Straight Life - Art Pepper [132]
Later on, after I got busted and got out on bail, I went over to Ruben's to see her. I looked out in the yard and couldn't believe my eyes. I said, "Is that you, Bijou?" Always before she'd hold her tail straight up. She'd wag it. She'd prance. I saw this dog slinking around with her tail between her legs. She was fat, and she had grease on her. Her head looked like a lion's head. Ruben had trimmed the hair off her body but he'd left it on her head because he was afraid he might hurt her eyes or her ears. She looked at me and started to wag her tail, and then she said, "Ohhhh, God. I look awful."
I talked to Ruben and I said, "What happened to her?" He said, "Oh, she's fine except for her haircut." I said, "Well, how'd she get so fat? She used to be so groovy." He said, "Oh, she likes tortillas and beans, man. We've been feeding her tortillas and beans." I went through a big scene with them, but they finally agreed to sell her back to me. I took her to a grooming parlor. All the other dogs were there, strutting around, and there were beautiful cats sitting in people's laps. I walked in with this fat dog in a rope collar. She didn't even want to go in the door. I had to carry her, and she hid her head so nobody would see her. The nurse took her on the leash, and the dog looked at me and then slunk out of the room hiding her eyes. And all the animals were looking at her, like, "Who is that? What is she doing here?"
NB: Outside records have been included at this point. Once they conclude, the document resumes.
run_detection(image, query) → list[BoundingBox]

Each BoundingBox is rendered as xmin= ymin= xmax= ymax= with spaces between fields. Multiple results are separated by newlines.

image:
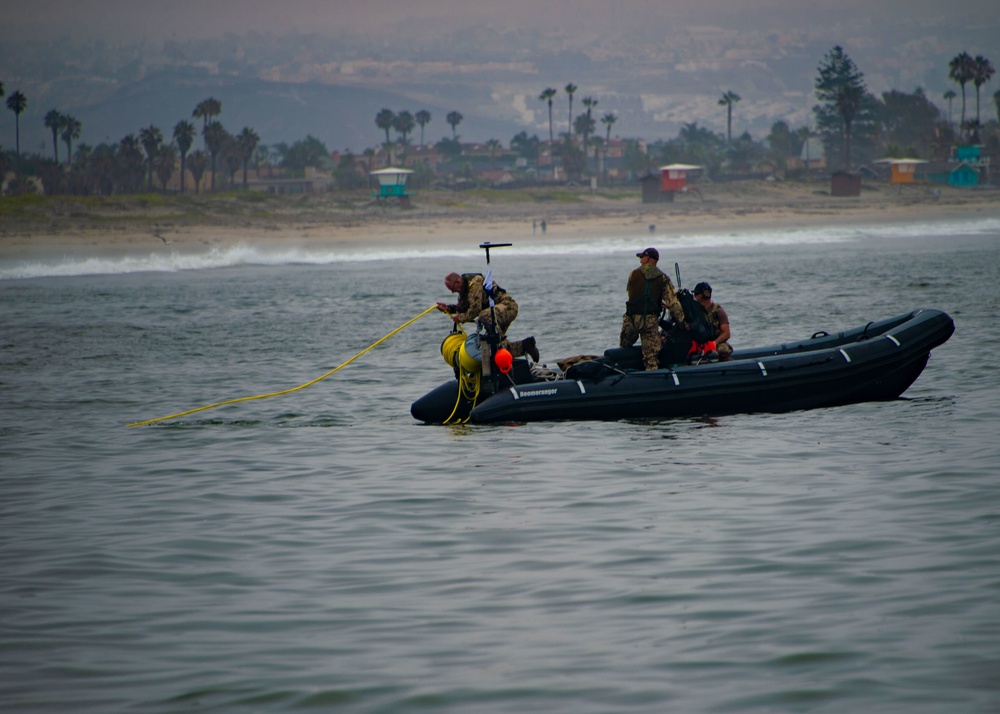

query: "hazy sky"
xmin=9 ymin=0 xmax=1000 ymax=40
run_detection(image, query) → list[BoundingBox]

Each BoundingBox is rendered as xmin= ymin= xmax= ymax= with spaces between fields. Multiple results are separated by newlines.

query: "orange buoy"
xmin=493 ymin=347 xmax=514 ymax=374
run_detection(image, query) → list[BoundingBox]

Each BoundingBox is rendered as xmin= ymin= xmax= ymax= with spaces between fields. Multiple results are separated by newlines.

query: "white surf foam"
xmin=0 ymin=219 xmax=1000 ymax=280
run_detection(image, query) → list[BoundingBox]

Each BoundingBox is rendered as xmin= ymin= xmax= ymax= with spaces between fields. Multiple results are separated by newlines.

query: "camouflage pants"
xmin=476 ymin=298 xmax=524 ymax=357
xmin=618 ymin=315 xmax=661 ymax=370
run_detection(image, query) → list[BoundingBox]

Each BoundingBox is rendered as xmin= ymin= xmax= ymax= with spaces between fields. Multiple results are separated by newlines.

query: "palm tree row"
xmin=0 ymin=87 xmax=260 ymax=194
xmin=946 ymin=52 xmax=996 ymax=142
It took a couple hours or a couple days, I don't remember, and I came back. They called my name. The door opens, and here comes Bijou, just prancing out. I had bought her a collar and given it to them, a little diamond collar with blue, beautiful against her champagne color. They'd cleaned her and clipped her. She walked out with her tail up. She strutted out. She looked marvelous. She looked down her nose at all the other dogs and at the people, and then when I petted her she went and peed on the floor as if to say, "There. Take that!"
I kept her until it was time to go back to jail. Then I gave her to Diane's sister, Marie. She had a nice, big home in West L.A.
Boosting is hard. Every day you go through the hassle of stealing some little thing, taking a chance of getting busted, trying to sell it to a fence, going out to score, and by the time you do all that and fix, usually you've shot up all the dope that you got and it's time to go out and steal something else. It was a continuous job. It was a drag.
I'd go to bed at night and maybe I'd have a little bit of dope left. I knew if I had a getup, if I could fix in the morning, I'd be able to get started. But what would happen, I'd go to sleep and dream about dope. Dream about police chasing me. Dream about jail. And I would wake up at three, four o'clock in the morning, soaked with sweat and panicked. These dreams had just taken all the dope out of me, I felt. And so I would invariably shoot my getup, go back to sleep, and then wake up at eight and not have anything and be sick. And then that thing would start of running around trying to figure out how to get money and where to score.
So many things could go wrong. There's been times when I'd be going to one connection, and everything was running along smooth, and then one day I'd make the phone call and some strange voice would answer or his old lady, "Yeah? He's not here anymore." Or, "He doesn't live here." I would have to find another connection. I'd have to go all over. Then I'd run into somebody, and I'd ask the guy does he have anything, and he'd say, "No, man, I just sold my last gram, but I know where I can score for you, man." So you don't want to, but the only thing you can do is go with him. And here you are with some guy in a car in all kinds of weird neighborhoods.